When Yudkowsky appeared on the Lex Fridman Podcast, Fridman asked him what advice he might give to younger listeners. “Don’t expect it to be a long life,” he told Fridman at the end of an over three-hour interview. “Don’t put your happiness into the future. The future is probably not that long at this point.” One is not sure whether to laugh or cry at such an answer.

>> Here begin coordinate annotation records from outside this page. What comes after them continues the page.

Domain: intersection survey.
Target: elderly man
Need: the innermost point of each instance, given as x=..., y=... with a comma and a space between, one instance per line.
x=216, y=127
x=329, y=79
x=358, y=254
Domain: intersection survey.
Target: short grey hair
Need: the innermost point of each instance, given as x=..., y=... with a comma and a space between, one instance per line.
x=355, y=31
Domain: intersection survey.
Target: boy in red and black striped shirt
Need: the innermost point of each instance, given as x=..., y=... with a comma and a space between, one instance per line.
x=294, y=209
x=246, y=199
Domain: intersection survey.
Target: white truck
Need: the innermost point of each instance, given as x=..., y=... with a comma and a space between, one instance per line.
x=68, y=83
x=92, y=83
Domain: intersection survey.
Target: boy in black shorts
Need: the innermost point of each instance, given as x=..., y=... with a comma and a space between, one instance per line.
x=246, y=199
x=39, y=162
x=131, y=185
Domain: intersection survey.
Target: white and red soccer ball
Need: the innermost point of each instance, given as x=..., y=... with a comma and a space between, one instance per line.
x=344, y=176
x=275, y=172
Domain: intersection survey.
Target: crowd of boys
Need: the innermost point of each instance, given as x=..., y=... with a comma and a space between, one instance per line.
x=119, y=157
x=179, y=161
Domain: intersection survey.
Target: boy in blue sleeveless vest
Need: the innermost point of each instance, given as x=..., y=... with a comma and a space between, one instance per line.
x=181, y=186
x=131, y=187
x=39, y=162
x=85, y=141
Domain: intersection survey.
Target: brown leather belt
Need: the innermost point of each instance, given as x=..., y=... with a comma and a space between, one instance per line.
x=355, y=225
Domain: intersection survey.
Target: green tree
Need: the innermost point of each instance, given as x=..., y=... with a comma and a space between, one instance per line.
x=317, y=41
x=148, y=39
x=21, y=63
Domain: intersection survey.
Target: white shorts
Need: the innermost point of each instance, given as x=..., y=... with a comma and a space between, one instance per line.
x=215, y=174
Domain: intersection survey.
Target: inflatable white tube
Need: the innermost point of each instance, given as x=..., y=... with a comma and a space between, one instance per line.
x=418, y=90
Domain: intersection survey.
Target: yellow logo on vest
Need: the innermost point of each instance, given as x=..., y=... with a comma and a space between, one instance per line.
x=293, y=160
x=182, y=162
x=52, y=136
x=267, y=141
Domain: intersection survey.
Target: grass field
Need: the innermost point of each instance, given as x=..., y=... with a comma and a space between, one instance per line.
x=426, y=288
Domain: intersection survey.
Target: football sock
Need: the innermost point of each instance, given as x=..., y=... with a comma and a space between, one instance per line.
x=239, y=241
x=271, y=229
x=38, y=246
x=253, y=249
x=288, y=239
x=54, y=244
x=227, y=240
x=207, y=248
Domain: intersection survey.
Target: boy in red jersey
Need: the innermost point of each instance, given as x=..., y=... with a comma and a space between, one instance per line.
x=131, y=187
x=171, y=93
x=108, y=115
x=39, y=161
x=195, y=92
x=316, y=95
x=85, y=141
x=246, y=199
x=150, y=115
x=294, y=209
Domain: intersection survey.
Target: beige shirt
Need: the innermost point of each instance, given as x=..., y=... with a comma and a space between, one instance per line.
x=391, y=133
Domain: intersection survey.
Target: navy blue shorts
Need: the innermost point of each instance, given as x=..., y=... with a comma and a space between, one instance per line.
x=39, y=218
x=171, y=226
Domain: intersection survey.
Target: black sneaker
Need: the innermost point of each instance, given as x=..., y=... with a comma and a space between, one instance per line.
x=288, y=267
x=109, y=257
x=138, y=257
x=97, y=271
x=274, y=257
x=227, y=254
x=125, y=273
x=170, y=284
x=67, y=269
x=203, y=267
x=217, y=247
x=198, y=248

Perhaps critics such as Émile P. Torres are right to call Yudkowsky a “techno-cult leader.” With Timnit Gebru, they describe Yudkowsky as part of the “TESCREAL bundle.” This term refers to the shared priorities and values of a set of techno-futurist subcultures: Transhumanism, Extropianism, Singularitarianism, Cosmism, Rationalism, Effective Altruism, and Longtermism. At the root of these ideologies, according to Torres and Gebru, is a commitment to a hierarchical picture of human intelligence that refurbishes the project of eugenics for a digital age and that eagerly anticipates the transformation or overcoming of humanity in its current form. If so, we may be living through a moment when the techno-cult is becoming our official creed.

If Anyone Builds It, Everyone Dies is, as I suggested above, an attempt to put a respectable face on the fundamental weirdness of Yudkowsky’s commitments. I call those commitments weird not to condemn them, though there’s plenty to criticize, but to suggest how unlikely Yudkowsky’s life and his achievements have been. In a sense, Yudkowsky has successfully midwifed the Singularity—not the technological acceleration of Vernor Vinge’s imagination, but a lexical and conceptual Singularity. The most powerful men in Silicon Valley justify their work in an argot Yudkowsky helped popularize. The military-industrial establishment has poured billions into the field. Huge capital investments are propping up the dream of eliminating pesky human workers from the labor market. Yudkowsky’s fan fictions have increasingly become our society’s operating system. What a nightmare.

Yet—orthodox Jamesonian that I am—I cannot help but see a shining utopian kernel in Yudkowsky’s life and his project. One might fundamentally disagree with everything he believes in and yet notice something remarkable when a self-described “small-l libertarian” finds himself calling for global regulation and state intervention. The utopian secret of Yudkowsky’s oeuvre is something every Science and Technology Studies undergraduate learns in their 101 course: that technology is not guaranteed to make life better, that the way we develop our technology is embedded in our social and political systems, and that if we want a different future, a better future, we should participate together in deciding how that future is shaped.

If Yudkowsky is a glorified writer of fan fiction, perhaps we’re entering a future that will require all of us to join him. To be a citizen of a democratic polity in the age of generative AI might mean that we must also imagine and argue for the futures we want rather than passively accepting the futures Silicon Valley intends to build for us. The question then is not whether AI will kill us, but rather whether we will allow a handful of very wealthy men to decide our shared future from their doom bunkers.

Perhaps, instead, we should claim the right to decide for ourselves.